Aims of the paper (scientific and/or social): Researchers have focused on the importance of narratives, but they have neither highlighted narratives about reconciliation nor analyzed conditions for reconciliation in post-war interviews. One aim of the article is analyzing markers for reconciliation and implacability, the second is describing conditions for reconciliation which are actualized in those stories.
Methodology/Design: This article analyzes retold experiences of 27 survivors from the war in Bosnia and Herzegovina between 1992 and 1995. The material for the study was gathered through qualitative interviews with 27 individuals who survived the war in north-western Bosnia and Herzegovina.
Research/paper limitations: Interactive dynamics which prevailed during the war associate post-war reconciliation with the war time.
Results/Findings: These stories of reconciliation, implacability and conditions for reconciliation, are not created in relation to the war as a whole only but also in relation to one’s own and other’s personal actions during the war.

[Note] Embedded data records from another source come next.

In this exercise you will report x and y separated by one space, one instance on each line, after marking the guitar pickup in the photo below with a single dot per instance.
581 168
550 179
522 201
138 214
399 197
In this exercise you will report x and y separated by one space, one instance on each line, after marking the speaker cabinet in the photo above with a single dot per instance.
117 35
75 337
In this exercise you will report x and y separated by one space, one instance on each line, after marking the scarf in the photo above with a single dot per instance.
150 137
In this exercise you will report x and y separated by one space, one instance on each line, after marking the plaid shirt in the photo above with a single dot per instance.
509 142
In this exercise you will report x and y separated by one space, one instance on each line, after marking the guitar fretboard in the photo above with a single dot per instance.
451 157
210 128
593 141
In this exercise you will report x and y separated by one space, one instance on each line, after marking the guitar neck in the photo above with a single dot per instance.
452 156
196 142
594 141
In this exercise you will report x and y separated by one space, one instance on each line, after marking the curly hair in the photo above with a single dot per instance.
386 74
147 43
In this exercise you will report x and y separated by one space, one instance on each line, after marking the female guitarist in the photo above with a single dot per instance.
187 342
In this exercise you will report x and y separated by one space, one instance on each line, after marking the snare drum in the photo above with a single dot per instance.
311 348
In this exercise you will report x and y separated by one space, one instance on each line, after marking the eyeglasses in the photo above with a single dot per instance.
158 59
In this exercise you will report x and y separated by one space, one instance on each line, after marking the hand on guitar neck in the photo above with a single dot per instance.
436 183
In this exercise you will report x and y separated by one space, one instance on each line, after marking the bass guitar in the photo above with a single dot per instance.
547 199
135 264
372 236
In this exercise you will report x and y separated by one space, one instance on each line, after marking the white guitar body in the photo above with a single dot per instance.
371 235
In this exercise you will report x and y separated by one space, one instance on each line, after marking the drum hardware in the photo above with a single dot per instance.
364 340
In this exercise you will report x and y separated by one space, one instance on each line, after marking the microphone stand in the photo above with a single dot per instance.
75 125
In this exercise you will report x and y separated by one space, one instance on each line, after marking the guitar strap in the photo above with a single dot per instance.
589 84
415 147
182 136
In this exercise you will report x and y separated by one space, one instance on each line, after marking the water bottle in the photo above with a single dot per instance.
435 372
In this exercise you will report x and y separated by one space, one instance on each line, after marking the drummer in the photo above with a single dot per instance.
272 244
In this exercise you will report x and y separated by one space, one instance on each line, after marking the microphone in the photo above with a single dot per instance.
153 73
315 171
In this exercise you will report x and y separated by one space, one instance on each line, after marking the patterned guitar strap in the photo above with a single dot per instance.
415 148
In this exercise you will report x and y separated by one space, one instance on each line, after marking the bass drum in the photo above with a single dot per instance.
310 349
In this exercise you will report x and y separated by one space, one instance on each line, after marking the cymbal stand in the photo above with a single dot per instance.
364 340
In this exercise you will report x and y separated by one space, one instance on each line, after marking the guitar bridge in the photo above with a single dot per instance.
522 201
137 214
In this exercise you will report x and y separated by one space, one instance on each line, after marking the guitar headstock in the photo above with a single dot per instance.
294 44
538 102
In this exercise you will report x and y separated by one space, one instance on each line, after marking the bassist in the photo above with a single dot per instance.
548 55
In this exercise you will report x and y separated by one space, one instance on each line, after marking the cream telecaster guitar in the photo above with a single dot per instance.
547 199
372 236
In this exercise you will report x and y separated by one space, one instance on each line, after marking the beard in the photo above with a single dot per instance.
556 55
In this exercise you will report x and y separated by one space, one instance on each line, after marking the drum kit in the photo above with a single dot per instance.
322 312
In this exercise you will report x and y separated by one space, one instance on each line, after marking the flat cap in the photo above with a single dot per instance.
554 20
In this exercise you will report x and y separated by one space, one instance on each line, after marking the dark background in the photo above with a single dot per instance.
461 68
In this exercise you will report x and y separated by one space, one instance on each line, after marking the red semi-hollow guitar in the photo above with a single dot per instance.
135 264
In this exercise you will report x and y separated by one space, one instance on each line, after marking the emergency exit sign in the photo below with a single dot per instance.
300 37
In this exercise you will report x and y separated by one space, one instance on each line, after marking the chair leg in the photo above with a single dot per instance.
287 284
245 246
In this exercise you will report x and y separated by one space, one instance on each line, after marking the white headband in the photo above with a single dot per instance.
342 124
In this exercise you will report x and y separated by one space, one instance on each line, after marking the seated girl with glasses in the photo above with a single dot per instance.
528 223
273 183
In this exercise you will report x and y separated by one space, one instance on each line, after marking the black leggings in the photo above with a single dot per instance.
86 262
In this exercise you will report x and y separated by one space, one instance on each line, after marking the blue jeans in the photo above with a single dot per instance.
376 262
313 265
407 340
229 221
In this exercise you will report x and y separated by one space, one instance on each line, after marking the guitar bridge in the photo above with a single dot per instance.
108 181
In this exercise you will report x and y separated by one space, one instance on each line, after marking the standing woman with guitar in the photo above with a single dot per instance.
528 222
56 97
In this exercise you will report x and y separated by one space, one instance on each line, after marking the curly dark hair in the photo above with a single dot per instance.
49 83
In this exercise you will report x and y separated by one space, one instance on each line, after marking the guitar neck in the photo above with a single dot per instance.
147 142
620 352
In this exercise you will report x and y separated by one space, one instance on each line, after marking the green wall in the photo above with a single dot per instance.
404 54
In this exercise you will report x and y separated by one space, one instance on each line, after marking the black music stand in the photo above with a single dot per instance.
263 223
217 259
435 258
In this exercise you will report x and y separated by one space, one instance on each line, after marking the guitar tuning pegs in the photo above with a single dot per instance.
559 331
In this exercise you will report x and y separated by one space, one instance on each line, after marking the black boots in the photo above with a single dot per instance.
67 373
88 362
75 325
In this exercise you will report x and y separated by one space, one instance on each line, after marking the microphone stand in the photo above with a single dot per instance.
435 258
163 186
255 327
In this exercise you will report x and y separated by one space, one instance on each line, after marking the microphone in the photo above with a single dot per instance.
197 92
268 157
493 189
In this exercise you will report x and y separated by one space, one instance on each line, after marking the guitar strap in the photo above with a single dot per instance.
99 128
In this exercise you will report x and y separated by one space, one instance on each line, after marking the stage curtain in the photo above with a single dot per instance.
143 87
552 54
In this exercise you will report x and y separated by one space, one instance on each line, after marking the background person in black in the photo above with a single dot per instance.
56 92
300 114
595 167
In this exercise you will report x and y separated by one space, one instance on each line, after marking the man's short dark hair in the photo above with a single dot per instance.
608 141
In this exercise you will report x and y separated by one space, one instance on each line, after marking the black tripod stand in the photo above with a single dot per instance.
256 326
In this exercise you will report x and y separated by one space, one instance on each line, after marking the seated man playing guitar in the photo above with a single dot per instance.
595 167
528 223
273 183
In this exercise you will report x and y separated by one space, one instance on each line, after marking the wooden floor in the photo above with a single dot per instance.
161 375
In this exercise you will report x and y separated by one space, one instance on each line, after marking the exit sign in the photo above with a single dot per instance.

General conclusion: These stories on reconciliation become a forum for confrontation between us and them – not least through dissociation from others war actions. In the interviewees stories implacability is predominant however reconciliation is said to be possible if certain conditions are met. These conditions are, among others, justice for war victims, that the perpetrators’ recognize their crimes and display strong emotions (for example remorse and shame).